Infant mortality rates in the state are through the roof. Only 2 districts in the state fall below the national average, and that is abysmal enough. In Kawardha, infant mortality rate stands at a staggering 79.35. This is higher than rates in the DRC. Iodine deficiency is a major cause of reduced mental and health development. The solution to this is simple, cheap, highly accessible and can go a long way in improving millions of lives. In 1986, India adopted legislation to promote the sale of iodized salt. Yet, 28 years later this simple solution remains elusive to too many households in Chattisgarh. Less than 65% of the households in Koriya district have access to iodized salt.
Meanwhile, the response of the political system seems disconnected to the discontent of its people. The use of the Salwa Judum is an example of the extreme short-sight of the government and its complete misreading of the situation. Read this incredible statement by the current Chief Minister of the state on the ‘necessity’ of the Salwa Judum. Thankfully, the Supreme Court has mandated the disbanding of this civilian militia.

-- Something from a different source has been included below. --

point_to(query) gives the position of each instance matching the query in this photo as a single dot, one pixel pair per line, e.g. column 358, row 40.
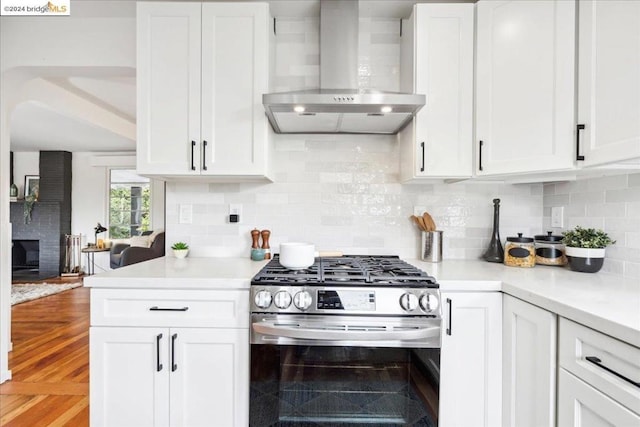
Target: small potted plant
column 585, row 248
column 180, row 249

Politicians across party lines are eager to sign over the vast natural resources of the state to private actors. The Association for Democratic Reforms has done some great work in asset comparison of re-contesting politicians. The figures clearly show that MLAs from the BJP and the INC have seen a disproportionate windfall. If there is one thing that unites the two parties it is their insatiable greed for public resources.

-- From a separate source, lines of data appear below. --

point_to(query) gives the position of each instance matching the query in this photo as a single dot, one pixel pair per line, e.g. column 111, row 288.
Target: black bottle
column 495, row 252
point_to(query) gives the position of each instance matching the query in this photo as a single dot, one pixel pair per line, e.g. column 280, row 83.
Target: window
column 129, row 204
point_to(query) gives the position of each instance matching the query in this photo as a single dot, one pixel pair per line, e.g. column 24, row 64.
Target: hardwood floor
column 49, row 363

Despite its vast deposit of natural resources, rich forest cover and lower population, Chattisgarh ranks the lowest of all Indian states in HDI scores. It is clear that the Indian Union has repeatedly failed to deliver on its promise to the people of Chattisgarh. I am not arguing for violence or justifying the massacre in Dantewada. I am, however, trying to argue that Chattisgarh requires innovative, inclusive leadership which is able to deal with the region in a firm but compassionate way. In this eloquently written article, Ramchandra Guha makes a great case for non-violence and deeper reflection of government policies in the Naxal belt.
As abysmal as the picture is, it also provides plenty of opportunity for the state government. A focus on inclusive policies which promote access to basic services and protect the forest lands would be a first step towards repairing the relationship. The Indian Union is a wily beast and has in the past succeeded in bringing dissident members into peaceful co-existence.
This week, Sonia Gandhi and Narendra Modi made their way to Chattisgarh. I went through the transcripts of their speeches and found the familiar rhetoric. Gandhi highlighted the pro-poor policies of the central government and recalled the historical place of the Congress in the country. Modi invoked the gods repeatedly and lamented the corruption in the Congress. Neither articulated a clear policy to deal with the under-development in the state or the massive discontent amongst its residents. The tragedy of Chattisgarh, and India, is that the leader we need is nowhere on the horizon.